Patients were enrolled between September 2009 and May 2010 and were required to demonstrate sensitization to ragweed via skin prick test and the presence of ragweed-specific IgE. Patients were randomly assigned to treatment groups of 1.5, 6, or 12 units daily of Ambrosia artemisiifolia major allergen 1 or placebo for a 52-week period. Symptoms were scored as follows: 0, no symptoms; 1, mild symptoms; 2, moderate symptoms; or 3, severe symptoms. Medication use was scored as follows: loratadine 10-mg tablet, 6 points per tablet, a maximum of 6 points per day; olopatadine HCl 0.1% ophthalmic solution, 1.5 points per drop, a maximum of 6 points per day; mometasone furoate nasal spray 50 mg, 2 points per spray, a maximum of 8 points per day; and prednisone 5-mg tablet, 1.6 points per tablet, a maximum of 16 points per day. Patients recorded their symptoms and medication use scores daily in an electronic diary.

The researchers found that treatment with 1.5, 6, and 12 A artemisiifolia major allergen 1 ragweed AIT during peak ragweed season reduced the daily symptoms and the need for allergy rescue medication by 9% (P = .22), 19% (P = .01), and 24% (P = .002), respectively, compared with placebo. Treatment effect was found to be similar during the entire season, with reductions of 12% (P = .09), 18% (P = .01), and 27% (P < .001), respectively, compared with placebo.

The study authors also documented an increase in ragweed-specific IgG4 levels in preseason, in-season, and postseason measures among patients in the active groups compared with those receiving placebo (P < .001 for each AIT group at each time).

"These results establish a dose-response relationship of AIT in the largest clinical trial to date of this therapeutic modality's use in subjects with ragweed-induced" allergic rhinitis with or without conjunctivitis, note Dr. Creticos and colleagues.

Adverse events (AE) included application-site reactions in the mouth, throat, and ear; most were mild to moderate in severity. There were no serious local or systemic reactions reported. The most common AE leading to discontinuation of therapy was tongue edema, which occurred in 10 patients.

The authors acknowledge study limitations such as the inherent variability in pollen exposure and the introduction of bias resulting from compromised blinding from application-site reactions among patients receiving active treatment. The researchers also note that full courses of AIT are typically administered for 3 to 5 years, so the 1-year follow-up of this study may also be a limitation.

"This study is monumental in setting the stage for safe, effective at-home therapy with a single sublingual allergen that is convenient and treats the condition rather than just symptoms," Christopher C. Randolph, MD, from the Center for Allergy, Asthma & Immunology, Waterbury, Connecticut, noted in an email interview with Medscape Medical News. Dr. Randolph was not involved with the current trial.

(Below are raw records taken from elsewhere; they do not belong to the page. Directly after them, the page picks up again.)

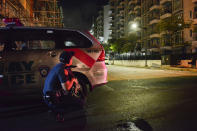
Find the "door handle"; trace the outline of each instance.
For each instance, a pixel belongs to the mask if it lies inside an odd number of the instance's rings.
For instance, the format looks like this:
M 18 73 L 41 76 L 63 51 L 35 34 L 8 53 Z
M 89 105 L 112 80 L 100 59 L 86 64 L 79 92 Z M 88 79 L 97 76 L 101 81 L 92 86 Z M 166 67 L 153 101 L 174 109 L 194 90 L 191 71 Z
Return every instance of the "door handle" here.
M 57 56 L 57 53 L 55 51 L 50 51 L 49 56 L 50 57 L 55 57 L 55 56 Z

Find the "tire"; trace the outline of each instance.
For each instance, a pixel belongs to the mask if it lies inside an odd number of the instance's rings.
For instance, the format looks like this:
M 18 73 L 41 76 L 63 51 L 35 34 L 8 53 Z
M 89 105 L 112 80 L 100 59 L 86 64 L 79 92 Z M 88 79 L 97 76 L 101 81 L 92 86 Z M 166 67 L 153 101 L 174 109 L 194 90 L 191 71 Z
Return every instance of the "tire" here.
M 76 85 L 74 84 L 72 87 L 72 94 L 76 98 L 80 99 L 83 103 L 86 103 L 86 101 L 87 101 L 87 86 L 82 78 L 79 78 L 79 76 L 77 76 L 76 78 L 79 82 L 80 90 L 76 93 L 75 92 Z

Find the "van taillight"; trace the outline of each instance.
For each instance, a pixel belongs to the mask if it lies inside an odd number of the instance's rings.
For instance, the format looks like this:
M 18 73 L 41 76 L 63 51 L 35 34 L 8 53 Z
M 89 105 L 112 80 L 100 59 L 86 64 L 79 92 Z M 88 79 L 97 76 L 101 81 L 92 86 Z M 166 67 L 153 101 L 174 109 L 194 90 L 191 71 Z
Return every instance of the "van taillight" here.
M 105 51 L 104 51 L 104 49 L 102 49 L 102 52 L 101 52 L 99 58 L 97 59 L 97 61 L 105 61 Z

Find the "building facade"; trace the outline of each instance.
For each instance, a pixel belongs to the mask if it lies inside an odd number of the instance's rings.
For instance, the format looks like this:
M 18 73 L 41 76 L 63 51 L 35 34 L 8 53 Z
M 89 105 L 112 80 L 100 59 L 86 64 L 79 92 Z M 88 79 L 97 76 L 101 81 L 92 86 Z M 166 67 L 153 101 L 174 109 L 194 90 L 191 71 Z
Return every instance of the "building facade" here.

However, "[a]n estimated 26% of the American population is ragweed-sensitive, but a large population is multiply sensitized, and this population will need to be addressed with sublingual therapy if this therapy is to impact allergen sensitivity in the US population," he added.

Funding for the study was provided by Merck Sharp & Dohme Corp, a subsidiary of Merck & Co, Inc. One of the authors has received financial support from Merck, Proctor and Gamble, and sanofi-aventis. One author has received financial support from Merck and has consultancy arrangements with Stallergenes. One author has consultancy arrangements with Merck, Greer Labs, Stallergenes, and Circassia. Four of the authors are employed by Merck Sharp & Dohme Corp. Dr. Randolph has disclosed no relevant financial relationships.